Dünyada hayat için, insanca yaşamak için bağımsızlık lazımdır. Bağımsızlık sahibi olmak için kuvvet sahibi olmak ve bunun için mevcudiyetini ispat etmek icap eder.



Kuvvet ordudur. Ordunun hayat ve saadet kaynağı, bağımsızlığı takdir eden milletin, kuvvetin lüzumuna olan vicdanî imanıdır.



İngilizler, milletimizi bağımsızlıktan mahrum etmek için, pek tabii olarak evvelâ onu ordudan mahrum etmek çarelerine giriştiler. Mütareke şartlarının tatbikatı ile silâhlarımızı, cephanelerimizi, bütün müdafaa vasıtalarımızı elimizden almaya çalıştılar. Sonra kumandanlarımıza ve subaylarımıza tecavüze ve taarruza başladılar. Askerlik izzetinefsini yok etmeye gayret ettiler. Ordumuzu tamamen lağvederek, milleti, bağımsızlığını muhafaza için muhtaç olduğu dayanak noktasından mahrum etmeye teşebbüs ettiler.

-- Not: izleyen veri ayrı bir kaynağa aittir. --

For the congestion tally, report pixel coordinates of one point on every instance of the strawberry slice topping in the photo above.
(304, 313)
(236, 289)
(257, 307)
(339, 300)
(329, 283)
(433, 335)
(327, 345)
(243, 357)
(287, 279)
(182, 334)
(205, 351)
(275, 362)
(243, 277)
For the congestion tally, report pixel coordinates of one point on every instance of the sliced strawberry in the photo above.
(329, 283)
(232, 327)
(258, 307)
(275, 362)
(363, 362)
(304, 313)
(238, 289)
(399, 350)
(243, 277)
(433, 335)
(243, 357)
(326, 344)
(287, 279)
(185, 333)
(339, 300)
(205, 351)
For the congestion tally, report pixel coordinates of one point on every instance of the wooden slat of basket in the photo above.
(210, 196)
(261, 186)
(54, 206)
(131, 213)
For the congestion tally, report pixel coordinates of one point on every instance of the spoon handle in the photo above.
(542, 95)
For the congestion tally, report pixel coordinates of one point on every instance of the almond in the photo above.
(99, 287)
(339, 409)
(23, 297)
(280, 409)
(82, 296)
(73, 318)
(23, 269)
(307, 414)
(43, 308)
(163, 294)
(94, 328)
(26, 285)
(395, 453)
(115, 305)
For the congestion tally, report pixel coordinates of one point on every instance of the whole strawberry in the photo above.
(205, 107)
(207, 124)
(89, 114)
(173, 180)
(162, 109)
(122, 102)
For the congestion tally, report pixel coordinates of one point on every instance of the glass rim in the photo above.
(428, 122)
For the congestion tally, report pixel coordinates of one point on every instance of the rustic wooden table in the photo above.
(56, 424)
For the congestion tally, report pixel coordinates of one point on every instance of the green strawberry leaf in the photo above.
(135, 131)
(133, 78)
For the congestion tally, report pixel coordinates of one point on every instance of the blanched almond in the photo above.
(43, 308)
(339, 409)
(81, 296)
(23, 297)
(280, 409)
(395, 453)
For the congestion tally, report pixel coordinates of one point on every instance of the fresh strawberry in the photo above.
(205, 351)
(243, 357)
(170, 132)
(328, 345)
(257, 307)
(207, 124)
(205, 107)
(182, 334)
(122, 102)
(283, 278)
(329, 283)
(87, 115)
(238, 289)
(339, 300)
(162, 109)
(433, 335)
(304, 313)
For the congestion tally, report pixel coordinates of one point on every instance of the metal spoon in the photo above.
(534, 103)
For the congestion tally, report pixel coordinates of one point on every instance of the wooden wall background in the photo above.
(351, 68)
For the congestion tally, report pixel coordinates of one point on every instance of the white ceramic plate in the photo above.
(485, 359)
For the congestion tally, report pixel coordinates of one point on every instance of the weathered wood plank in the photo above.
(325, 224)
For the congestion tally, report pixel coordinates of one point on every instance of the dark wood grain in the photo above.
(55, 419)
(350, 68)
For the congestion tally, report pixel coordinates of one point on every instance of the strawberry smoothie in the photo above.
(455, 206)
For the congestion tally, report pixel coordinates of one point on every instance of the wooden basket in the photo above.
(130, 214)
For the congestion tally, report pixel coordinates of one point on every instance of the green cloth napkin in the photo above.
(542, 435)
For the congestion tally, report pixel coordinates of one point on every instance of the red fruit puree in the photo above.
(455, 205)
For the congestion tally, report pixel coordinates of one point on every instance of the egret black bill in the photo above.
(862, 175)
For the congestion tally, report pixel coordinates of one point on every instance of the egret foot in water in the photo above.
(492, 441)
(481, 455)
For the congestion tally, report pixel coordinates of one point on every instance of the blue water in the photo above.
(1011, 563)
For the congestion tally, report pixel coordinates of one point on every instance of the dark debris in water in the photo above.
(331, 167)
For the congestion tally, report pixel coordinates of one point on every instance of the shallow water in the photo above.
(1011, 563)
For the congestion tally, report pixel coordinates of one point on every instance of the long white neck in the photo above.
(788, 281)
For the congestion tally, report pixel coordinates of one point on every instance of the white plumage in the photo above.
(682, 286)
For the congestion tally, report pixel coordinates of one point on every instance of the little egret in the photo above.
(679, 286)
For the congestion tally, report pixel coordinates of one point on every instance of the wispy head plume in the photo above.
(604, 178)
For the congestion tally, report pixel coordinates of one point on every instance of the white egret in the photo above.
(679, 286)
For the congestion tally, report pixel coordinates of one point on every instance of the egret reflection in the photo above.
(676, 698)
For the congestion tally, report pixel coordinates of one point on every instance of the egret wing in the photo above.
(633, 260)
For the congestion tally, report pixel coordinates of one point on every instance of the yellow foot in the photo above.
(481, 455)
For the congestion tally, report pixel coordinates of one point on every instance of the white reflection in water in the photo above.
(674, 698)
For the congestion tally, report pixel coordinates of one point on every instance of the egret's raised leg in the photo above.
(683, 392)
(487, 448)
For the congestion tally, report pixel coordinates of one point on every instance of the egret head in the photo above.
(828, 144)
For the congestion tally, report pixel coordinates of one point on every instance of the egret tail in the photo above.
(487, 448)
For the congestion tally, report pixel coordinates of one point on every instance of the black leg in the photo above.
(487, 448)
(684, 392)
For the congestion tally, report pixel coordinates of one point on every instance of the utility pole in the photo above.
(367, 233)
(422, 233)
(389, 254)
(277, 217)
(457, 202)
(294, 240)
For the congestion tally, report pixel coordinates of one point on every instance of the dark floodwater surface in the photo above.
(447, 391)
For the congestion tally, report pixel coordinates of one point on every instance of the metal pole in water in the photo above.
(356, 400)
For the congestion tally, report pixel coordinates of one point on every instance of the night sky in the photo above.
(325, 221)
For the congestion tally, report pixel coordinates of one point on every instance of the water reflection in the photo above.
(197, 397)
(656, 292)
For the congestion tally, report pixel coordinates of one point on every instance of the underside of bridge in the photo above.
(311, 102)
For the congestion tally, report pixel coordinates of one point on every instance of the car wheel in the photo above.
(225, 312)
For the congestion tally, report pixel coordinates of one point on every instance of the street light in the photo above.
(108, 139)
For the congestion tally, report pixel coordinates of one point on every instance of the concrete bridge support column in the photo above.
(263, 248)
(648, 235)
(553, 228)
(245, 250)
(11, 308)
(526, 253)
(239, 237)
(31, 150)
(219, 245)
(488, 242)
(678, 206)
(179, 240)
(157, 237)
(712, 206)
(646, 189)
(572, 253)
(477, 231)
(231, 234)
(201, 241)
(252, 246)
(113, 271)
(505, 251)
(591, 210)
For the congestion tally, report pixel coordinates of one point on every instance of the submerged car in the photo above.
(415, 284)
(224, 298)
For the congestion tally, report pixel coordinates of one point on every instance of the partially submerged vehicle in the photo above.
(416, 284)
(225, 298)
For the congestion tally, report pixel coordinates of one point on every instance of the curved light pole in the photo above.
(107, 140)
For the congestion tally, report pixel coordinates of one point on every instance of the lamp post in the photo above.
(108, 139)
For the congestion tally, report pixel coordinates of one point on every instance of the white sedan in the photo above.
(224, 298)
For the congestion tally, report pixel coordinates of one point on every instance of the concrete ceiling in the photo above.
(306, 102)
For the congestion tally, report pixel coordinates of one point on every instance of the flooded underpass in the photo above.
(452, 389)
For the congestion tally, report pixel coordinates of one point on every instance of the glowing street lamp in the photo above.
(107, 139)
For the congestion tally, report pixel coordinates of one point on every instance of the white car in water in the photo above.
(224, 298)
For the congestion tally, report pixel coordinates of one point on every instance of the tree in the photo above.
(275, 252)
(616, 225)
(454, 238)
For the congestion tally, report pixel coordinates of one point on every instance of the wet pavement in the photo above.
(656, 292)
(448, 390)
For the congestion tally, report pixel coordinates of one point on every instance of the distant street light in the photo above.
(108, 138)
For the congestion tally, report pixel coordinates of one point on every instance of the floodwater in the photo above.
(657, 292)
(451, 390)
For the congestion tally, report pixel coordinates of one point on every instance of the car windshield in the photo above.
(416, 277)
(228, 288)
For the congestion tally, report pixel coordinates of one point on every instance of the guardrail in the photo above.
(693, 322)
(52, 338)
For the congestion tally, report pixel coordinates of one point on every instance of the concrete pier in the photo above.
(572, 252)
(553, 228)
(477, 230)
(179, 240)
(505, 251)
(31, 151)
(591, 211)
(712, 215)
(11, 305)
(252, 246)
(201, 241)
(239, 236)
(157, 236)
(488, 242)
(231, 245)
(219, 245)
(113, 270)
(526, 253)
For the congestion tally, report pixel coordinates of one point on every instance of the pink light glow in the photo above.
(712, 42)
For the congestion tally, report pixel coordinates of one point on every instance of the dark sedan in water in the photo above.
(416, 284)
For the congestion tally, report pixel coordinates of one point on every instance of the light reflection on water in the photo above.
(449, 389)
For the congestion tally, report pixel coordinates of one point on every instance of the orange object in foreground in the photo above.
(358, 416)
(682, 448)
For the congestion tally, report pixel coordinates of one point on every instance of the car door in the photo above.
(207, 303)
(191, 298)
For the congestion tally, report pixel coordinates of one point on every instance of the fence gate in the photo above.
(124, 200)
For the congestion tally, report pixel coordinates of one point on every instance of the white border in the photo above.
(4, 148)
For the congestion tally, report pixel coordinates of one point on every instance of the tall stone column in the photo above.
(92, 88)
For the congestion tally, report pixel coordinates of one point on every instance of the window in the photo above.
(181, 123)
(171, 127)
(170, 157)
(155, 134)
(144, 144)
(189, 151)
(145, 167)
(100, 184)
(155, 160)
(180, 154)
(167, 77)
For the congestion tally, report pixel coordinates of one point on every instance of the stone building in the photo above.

Bir taraftan da müdafaasız, ordusuz bıraktıklarını zannettikleri milletin de izzetinefsine, her türlü haklarına ve mukaddesatına taarruzla milleti alçaklığa, boyun eğmeye alıştırmak plânını takip ettiler ve ediyorlar.


Herhalde ordu, düşmanlarımızın birinci taarruz hedefi oldu. Orduyu imha etmek için mutlaka subayı mahvetmek, aşağılamak lâzımdır. Buna da teşebbüs ettiler. Bundan sonra milleti koyun sürüsü gibi boğazlamakta engeller ve müşkülat kalmaz.



Bu hakikat karşısında ve içinde bulunduğumuz vaziyete göre subaylar heyetimize düşen vazifenin mahiyeti, ehemmiyeti ve kıymeti kendiliğinden meydana çıkar. Milletimiz hür ve bağımsız yaşamak huzuruna tam bir iman ile kani olmuş ve buna kati azim ile karar vermiştir. Zaman zaman şurada burada üzüntü verici karaktersizliklerin görülmüş olması hiçbir vakit milletimizin genel kanaatine, hakiki imanına sekte vurmamıştır ve vuramayacaktır.



Dolayısıyla kuvvetin, ordunun vücudu için lâzım olduğunu söylediğim kaynak -ki milletin vicdanî imanıdır- mevcuttur. Ordu ise, arkadaşlar, ancak subaylar heyeti sayesinde vücut bulunur. Malûm bir askeri hakikat, felsefi hakikattir; "ordunun ruhu subaylardadır. ". O halde subaylarımız, düşmanlarımız tarafından yıkılmak istenilen ordumuzu tamir edecek ve canlandıracak ve ordu ve milletimizin bağımsızlığını muhafaza edecektir.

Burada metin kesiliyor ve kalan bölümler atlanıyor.